History
Hugo is a 17 year old Warmblood gelding used for show jumping. Hugo had a 12 month history of acute onset grade 3/5 left hind limb lameness. Hugo was diagnosed with proximal suspensory desmopathy in the left hind and rested for 12 months with failure to improve. The gelding was reevaluated recently and was positive to upper limb flexions and the lameness improved 90% to a deep branch lateral plantar nerve block. Radiographs taken at this time revealed left hind distal hock osteoarthritis and unusual lucencies of the distal tarsal bones. Ultrasound of the area revealed enlargement of the proximal suspensory ligament. Hugo was referred to Animal Imaging for the use of the 3T magnet to evaluate the origin of the suspensory ligament and distal tarsus.
Image Findings
At Animal Imaging, Hugo was placed under general anesthesia and multiplanar MR images were acquired. The gelding was found to have moderate to marked, ill-defined fiber disruption of the origin of the proximal suspensory ligament with marked subchondral and endosteal sclerosis of proximal plantar third metatarsal. The proximal and body of the suspensory ligament was generally enlarged and rounded.
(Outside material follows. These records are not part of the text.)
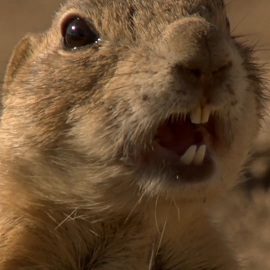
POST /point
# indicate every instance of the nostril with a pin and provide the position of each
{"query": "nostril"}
(196, 73)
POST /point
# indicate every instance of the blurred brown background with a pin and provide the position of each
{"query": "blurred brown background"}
(245, 215)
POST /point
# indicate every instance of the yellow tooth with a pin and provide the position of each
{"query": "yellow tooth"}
(196, 115)
(205, 114)
(188, 156)
(199, 155)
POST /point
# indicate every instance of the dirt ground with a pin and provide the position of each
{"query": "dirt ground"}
(245, 215)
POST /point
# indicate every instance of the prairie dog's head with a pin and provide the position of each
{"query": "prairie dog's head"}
(127, 99)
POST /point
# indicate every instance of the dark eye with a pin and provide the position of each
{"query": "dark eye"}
(77, 33)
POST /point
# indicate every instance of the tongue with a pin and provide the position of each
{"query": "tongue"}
(178, 135)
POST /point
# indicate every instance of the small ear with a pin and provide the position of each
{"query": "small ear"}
(20, 55)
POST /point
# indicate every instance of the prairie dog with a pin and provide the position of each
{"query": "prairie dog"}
(120, 125)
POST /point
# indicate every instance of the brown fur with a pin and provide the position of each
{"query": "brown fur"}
(75, 190)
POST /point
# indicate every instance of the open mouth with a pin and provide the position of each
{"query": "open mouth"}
(185, 145)
(188, 136)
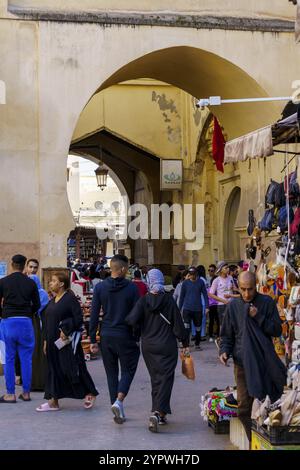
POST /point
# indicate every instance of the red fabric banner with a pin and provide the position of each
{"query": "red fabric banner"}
(218, 146)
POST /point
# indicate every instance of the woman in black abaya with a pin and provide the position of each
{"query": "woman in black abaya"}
(67, 376)
(158, 318)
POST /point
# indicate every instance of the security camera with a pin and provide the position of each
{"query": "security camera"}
(201, 104)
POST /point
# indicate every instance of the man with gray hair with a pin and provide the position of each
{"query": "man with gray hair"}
(249, 324)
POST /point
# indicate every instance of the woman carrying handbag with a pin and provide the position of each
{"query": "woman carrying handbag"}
(160, 324)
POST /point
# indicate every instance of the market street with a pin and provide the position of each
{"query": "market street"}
(76, 428)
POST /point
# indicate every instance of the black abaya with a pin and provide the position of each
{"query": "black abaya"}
(65, 382)
(159, 345)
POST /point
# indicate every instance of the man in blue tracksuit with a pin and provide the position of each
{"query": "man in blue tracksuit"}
(117, 296)
(193, 290)
(20, 302)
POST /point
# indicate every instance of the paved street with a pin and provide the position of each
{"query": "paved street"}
(76, 428)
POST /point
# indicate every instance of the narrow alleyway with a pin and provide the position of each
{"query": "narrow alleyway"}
(76, 428)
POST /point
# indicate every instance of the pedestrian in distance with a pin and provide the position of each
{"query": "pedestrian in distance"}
(116, 296)
(39, 365)
(32, 266)
(137, 280)
(67, 375)
(158, 318)
(190, 303)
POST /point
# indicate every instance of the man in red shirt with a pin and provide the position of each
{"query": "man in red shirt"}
(137, 279)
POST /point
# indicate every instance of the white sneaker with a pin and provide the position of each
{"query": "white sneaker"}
(118, 411)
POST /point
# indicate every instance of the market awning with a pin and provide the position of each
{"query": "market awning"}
(260, 143)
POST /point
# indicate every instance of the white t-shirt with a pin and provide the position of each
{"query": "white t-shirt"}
(221, 286)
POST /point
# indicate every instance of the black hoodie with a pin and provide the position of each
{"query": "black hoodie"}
(117, 297)
(156, 330)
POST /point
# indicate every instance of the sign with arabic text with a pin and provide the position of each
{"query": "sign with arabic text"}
(170, 175)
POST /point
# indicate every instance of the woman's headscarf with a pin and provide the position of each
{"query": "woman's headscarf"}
(44, 298)
(156, 281)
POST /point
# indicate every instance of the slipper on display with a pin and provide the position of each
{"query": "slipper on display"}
(46, 407)
(21, 397)
(2, 400)
(89, 402)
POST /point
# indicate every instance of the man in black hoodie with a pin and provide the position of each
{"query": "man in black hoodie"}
(117, 296)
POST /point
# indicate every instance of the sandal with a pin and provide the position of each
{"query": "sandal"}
(3, 400)
(89, 401)
(21, 397)
(47, 407)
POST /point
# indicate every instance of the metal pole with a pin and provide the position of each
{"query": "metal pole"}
(257, 100)
(287, 192)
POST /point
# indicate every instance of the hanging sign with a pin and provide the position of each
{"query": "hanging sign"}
(171, 175)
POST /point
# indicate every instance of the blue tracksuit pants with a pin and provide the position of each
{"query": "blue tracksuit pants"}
(18, 336)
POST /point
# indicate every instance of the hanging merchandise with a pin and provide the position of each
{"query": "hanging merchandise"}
(251, 222)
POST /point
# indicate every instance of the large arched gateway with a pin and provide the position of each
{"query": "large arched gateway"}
(64, 63)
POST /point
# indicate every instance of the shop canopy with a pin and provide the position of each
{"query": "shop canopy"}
(260, 143)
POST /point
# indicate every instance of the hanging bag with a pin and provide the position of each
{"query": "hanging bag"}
(270, 194)
(267, 222)
(187, 367)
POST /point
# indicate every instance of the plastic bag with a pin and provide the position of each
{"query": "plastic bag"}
(187, 368)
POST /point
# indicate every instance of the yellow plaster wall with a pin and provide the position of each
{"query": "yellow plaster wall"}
(282, 9)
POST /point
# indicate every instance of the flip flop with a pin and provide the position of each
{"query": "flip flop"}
(21, 397)
(2, 400)
(89, 402)
(46, 407)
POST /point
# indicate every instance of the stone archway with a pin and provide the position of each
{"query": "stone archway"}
(74, 60)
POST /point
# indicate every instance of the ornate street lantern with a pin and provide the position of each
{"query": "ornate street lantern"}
(101, 173)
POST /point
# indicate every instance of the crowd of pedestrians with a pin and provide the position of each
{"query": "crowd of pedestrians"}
(43, 330)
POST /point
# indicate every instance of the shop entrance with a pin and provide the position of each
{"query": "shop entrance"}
(231, 238)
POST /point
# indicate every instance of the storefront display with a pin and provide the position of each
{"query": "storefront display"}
(85, 339)
(218, 407)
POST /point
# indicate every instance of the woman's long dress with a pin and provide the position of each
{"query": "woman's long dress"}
(159, 345)
(67, 375)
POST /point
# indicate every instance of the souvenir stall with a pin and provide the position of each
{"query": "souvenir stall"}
(277, 425)
(85, 338)
(218, 407)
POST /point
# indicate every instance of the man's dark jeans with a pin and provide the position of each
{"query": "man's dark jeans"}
(244, 400)
(122, 351)
(196, 317)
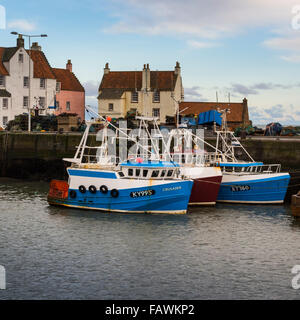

The gelding also had marked subchondral sclerosis of dorsal central and third tarsal bones. Numerous, small cortical and subchondral cystic lesions of the dorsal distal intertarsal and tarsometatarsal joints.
Conclusion
Hugo was diagnosed with subchondral bone injury of third metatarsal bone with concurrent marked enthesitis and desmopathy of the origin of the proximal suspensory ligament. The gelding also had moderate to marked chronic desmopathy of the proximal suspensory ligament and body and Moderate to marked distal intertarsal and tarsometatarsal osteoarthropathy.
Proximal suspensory desmitis in the hindlimbs of performance horses is not uncommon. This injury occurs when the ligament is stretched beyond its capabilities which can be caused by multiple factors including upright hindlimb conformation, stress-induced injury, uneven footing, or underlying pathology. Most commonly this injury occurs from cumulative damage rather than one traumatic event. Due to the location of this ligament between metatarsals two and three, the swelling that occurs places pressure on the lateral plantar nerve which causes discomfort to the horse. Many different options for treatment exist, including rest, shockwave, intra-lesional injection, and even surgical approaches of fasciotomy of the proximal suspensory ligament combined with neurectomy of the deep branch of the lateral plantar nerve.